Nach deutscher Zeit ist Mattis fast 24 Stunden alt, hier ist immer noch sein Geburtstag und gerade ist die Sonne untergegangen -- es war ein ausnehmend schöner Tag für uns alle. Hier liegt er jetzt neben mir, satt und zufrieden wie es scheint. Nach kurzer Zeit hatte er den Dreh mit dem Brusttrinken raus, ist eben ein richtiger Kerl. Er ist sehr kräftig, konnte schon alles leer trinken und war danach immer noch wach, um mit seinen blauen Augen in die Welt zu schauen. Außerdem war er sehr damit beschäftigt, seine Windeln zu füllen, was ihm neben seiner ausgesprochenen Niedlichkeit einen großen Respekt bei den Krankenschwestern einbringt.
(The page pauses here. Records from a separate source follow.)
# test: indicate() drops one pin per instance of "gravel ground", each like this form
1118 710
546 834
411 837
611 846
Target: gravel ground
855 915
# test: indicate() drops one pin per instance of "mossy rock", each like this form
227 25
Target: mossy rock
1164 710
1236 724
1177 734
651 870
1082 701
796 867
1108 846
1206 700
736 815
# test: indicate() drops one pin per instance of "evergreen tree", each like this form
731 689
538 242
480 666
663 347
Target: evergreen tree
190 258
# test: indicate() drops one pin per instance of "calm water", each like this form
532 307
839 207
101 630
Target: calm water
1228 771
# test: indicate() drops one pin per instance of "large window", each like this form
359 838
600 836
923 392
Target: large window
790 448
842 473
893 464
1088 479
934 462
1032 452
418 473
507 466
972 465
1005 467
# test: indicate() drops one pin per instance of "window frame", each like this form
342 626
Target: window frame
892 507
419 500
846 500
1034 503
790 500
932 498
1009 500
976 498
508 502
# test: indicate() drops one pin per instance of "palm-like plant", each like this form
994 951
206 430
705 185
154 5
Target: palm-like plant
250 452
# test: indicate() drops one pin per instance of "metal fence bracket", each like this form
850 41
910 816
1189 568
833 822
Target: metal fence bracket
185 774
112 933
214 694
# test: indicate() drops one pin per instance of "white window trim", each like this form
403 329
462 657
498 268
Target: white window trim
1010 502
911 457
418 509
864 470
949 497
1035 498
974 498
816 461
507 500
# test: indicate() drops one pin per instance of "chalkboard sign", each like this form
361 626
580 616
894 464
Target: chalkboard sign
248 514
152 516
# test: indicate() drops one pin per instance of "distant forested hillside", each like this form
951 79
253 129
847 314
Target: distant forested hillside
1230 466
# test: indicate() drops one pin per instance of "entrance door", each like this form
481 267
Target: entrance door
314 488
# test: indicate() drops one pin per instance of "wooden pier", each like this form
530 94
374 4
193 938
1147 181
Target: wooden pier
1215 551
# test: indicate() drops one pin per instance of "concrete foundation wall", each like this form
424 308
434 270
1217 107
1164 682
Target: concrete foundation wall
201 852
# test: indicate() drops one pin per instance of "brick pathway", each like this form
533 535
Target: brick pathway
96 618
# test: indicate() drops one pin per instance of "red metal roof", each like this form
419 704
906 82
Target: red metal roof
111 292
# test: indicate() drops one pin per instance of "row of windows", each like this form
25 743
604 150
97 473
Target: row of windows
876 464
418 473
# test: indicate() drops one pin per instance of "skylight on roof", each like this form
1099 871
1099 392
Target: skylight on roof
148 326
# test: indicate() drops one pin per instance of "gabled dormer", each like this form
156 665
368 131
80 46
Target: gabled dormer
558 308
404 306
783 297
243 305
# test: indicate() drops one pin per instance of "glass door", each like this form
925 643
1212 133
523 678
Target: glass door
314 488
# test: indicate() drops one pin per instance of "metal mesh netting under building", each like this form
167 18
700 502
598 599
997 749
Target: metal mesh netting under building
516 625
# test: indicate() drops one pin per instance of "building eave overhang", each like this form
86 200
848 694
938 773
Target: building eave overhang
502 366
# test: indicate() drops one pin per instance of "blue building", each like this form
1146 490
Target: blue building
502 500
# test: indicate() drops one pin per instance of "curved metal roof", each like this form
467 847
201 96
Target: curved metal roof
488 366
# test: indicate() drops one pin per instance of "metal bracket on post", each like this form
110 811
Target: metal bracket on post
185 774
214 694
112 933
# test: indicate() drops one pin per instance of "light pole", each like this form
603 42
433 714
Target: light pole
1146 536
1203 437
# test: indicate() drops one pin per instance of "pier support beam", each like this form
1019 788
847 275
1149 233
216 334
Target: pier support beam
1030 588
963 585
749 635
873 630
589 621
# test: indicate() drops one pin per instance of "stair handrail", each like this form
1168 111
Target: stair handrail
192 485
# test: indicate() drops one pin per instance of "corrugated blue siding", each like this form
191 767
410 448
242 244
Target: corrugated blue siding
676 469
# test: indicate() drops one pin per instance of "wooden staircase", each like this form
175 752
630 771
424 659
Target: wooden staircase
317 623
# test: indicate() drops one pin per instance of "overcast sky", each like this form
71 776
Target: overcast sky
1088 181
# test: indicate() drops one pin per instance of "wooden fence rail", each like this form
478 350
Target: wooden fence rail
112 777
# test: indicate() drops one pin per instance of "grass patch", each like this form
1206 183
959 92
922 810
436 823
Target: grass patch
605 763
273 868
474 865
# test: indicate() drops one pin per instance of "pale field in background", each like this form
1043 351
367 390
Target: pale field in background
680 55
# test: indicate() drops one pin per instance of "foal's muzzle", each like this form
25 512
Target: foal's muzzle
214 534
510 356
Wir haben ein großes Zimmer für uns mit Morgensonne und Blick auf eine Wand. Aber ich habe die Augen sowieso immer woanders. Mir geht es gut. Ich kann aufstehen, essen und schlafen ohne größere Schmerzen. Kein Riss, kein Stich -- alles prima. Unglücklicherweise habe ich aber wieder viel Blut verloren, was leider längere Untersuchungen direkt nach der Geburt nach sich zog. Aber sie wissen nicht, woher es kommt und vermuten nun einfach eine Besonderheit meiner Blutbeschaffenheit während der Schwangerschaft und der Gebärmutter. Wie gut, das alle Kanülen schon raus waren, als heute nachmittag die Kinder kamen. Übrigens wurden nun alle an einem Dienstag geboren -- was das wohl bedeutet?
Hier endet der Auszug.